顧客データ取得は今の時代に合っていない 自販機アプリ「ジハンピ」が1000万DLされるワケ(1/3 ページ)
サントリーの自販機用キャッシュレスアプリ「ジハンピ」が、8月末時点で1000万ダウンロードを突破した。当初目標の2倍となる急拡大を達成した背景とは?
サントリービバレッジソリューション(東京都新宿区)が2025年3月から展開する自販機キャッシュレスアプリ「ジハンピ」が、8月末時点で1000万ダウンロードに達した。2025年の目標だった500万ダウンロードを大きく上回る結果だ。導入自販機の売り上げは、非対応の自販機に比べ平均3%以上伸びているという。

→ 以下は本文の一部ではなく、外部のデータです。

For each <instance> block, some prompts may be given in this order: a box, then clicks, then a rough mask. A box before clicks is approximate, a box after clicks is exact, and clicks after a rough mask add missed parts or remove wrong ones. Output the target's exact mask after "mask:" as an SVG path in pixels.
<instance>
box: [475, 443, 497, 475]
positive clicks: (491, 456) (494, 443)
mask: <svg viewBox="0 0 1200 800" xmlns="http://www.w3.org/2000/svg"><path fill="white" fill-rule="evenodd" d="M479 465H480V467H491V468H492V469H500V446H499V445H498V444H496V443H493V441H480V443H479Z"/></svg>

ジハンピは、自販機に設置された端末にスマートフォンをタッチするだけで商品を買えるアプリだ。利用登録に名前や年齢、メールアドレスといった個人情報が不要で、SMS認証と決済手段の登録だけでダウンロード直後から利用できるのが特徴だ。クレジットカード全般の他、「PayPay」や「d払い」といった電子決済サービスなど合わせて13種類の決済手段を登録できる。また、楽天ポイントなど5種類のポイントサービスの連携も可能だ。
ジハンピ対応自販機は9月9日時点で17万台以上に拡大。本格展開を始めた3月から、ジハンピアプリをダウンロードすると、ジハンピ対応自販機の商品の中から、好きな飲料が3本無料になるキャンペーンも実施している。
ジハンピ開発の背景にあった2つの課題とは
同社がジハンピを開発したのは、自販機のキャッシュレス普及を阻んできた2つの課題に対応するためだった。サントリーの自販機は全国に約35万台あるが、ジハンピ導入前にキャッシュレスに対応していたのは全体の2割程度にとどまっていた。
キャッシュレス化を阻む第1の課題は、「キャッシュレス端末の導入コストの高さ」である。これまでは他社製の端末を自販機に設置していたが、導入や運用にかかる費用が高額で、収益性の高い一部の自販機にしか展開できなかった。ジハンピの開発を担当したマーケティング本部の井上尊之副部長は、「都心ではキャッシュレス対応の自販機も多いが、郊外や地方ではほとんど見かけない。社会全体でキャッシュレス化が進む中、自販機が対応できていないのは問題だと思った」という。
第2の課題は「操作の複雑さ」だ。キャッシュレス決済の端末には、さまざまなメーカーのものがあり、メーカーごとに操作方法が異なるため、使い方が分からず購入を諦めてしまう利用客も多かったという。ジハンピの開発初期に普段自販機を使わない人を集めて行った実証実験では3分の1が操作方法が分からず、問題の深刻さが浮き彫りになった。井上氏は「お客さま目線のキャッシュレス化ができていなかったことに気付き、ショックだった」と語る。
こうした課題に向き合うためには、「自分たちで作らなければ解決できない」と判断。3年をかけてジハンピを開発した。